Vladimir, 42 ans, cadre supérieur dans une entreprise d’eau minérale, s’étonne de ses progrès : Il m’a suffi de comprendre que la sagesse n’avait rien à voir avec la soumission pour sortir de cette espèce de brouillard dans lequel je me mettais s’il fallait que j’anticipe. La PNL (Programmation Neuro-Linguistique) m’y a aidé. Je confondais auparavant introversion et introspection. On peut se recentrer sur soi pour aller identifier nos pensées les plus intimes, sans quitter le mouvement de la vie. En fait, j’ai appris à réfléchir. En quelque sorte à me retirer dans mes appartements ! J’y trouve chaque jour des trésors. J’élabore maintenant tous mes projets professionnels et personnels de la sorte. Mon calcul est le suivant : 50 % de temps d’élaboration, c’est une phase de véritable retrait en moi, puis 50 % de temps de construction, c’est une phase de solide ancrage. Au total, 100 % de réussite pour la réalisation ! Et je n’exagère pas…
Un échange subtil
Une personne intuitive raisonne avec des certitudes. Mais on constate, avec l’exemple de Vladimir, que si l’intuition connaît des développements spectaculaires, il s’avère indispensable de ne pas s’appuyer systématiquement sur des modèles de pensée préétablis. Être intuitif oblige à se mettre en perspective. Xavière Santoni, pédopsychanalyste, rapporte l’exemple d’un enfant de 8 ans, en échec d’apprentissage de la lecture après la séparation de ses parents et un déménagement qui le coupait de Enzo, son meilleur camarade de classe : La situation s’est débloquée, dit Xavière Santoni, à partir du moment où j’ai inscrit Kévin dans le futur. Un exemple : ce petit garçon se plaignait de ne pas arriver à repérer la lettre M dans les mots, ce qui lui jouait de mauvais tours. Je suis partie de Aime, donc du verbe aimer. Kévin avait vu l’Abbé Pierre à la télévision, interviewé par Marc-Olivier Fogiel. L’enfant avait retenu des propos du prêtre une possible histoire d’amour lorsqu’il était jeune. Intrigué, Kévin avait posé des tas de questions. Très vite, sa maman lui a parlé d’Emmaüs. Je tenais mon fil conducteur.

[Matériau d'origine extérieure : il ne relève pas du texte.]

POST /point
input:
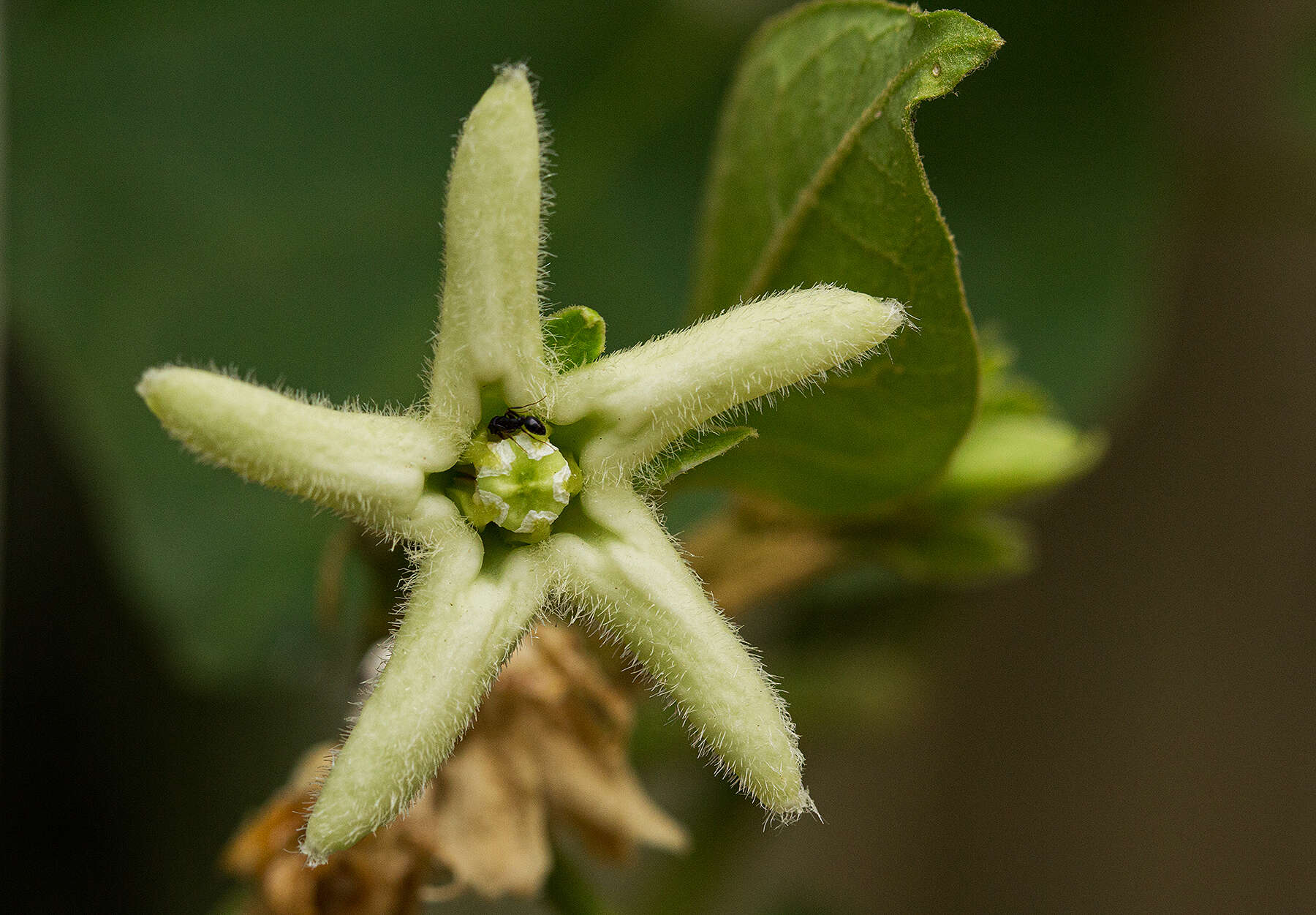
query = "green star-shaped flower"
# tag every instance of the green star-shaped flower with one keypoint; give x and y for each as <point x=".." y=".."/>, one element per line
<point x="539" y="510"/>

Je demandai alors à mon jeune patient s’il aimerait s’occuper des démunis plus tard. Il m’assura que oui. D’autant, ajouta-t-il, que « faire Emmaüs », ça lui plairait bien… Après lui avoir fait préciser les raisons de son désir inattendu, Kévin me dit que ce nom lui rappelait sa marraine Emma, décédée lorsqu’il avait 6 ans. Ce que je ne savais pas…

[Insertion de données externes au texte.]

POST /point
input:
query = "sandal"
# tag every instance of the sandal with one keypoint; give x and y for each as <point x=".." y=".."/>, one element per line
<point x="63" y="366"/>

Voici livré un exemple parmi tant d’autres, qu’il s’agisse du bureau d’un psychanalyste ou d’un registre plus individuel. Développer notre intuition revient à penser intelligent. Il convient constamment de se situer dans l’avenir pour se réconcilier avec son passé. Le sacrifice de soi n’a jamais permis de se réaliser. Et si le manque de sagacité empêche a priori de prendre des risques, cette absence plonge sans exception dans la confusion. À l’ère de nos sociétés qui ont de plus en plus de mal à ne pas se déshumaniser, faire croître notre sensibilité est plus qu’une nécessité : c’est un devoir.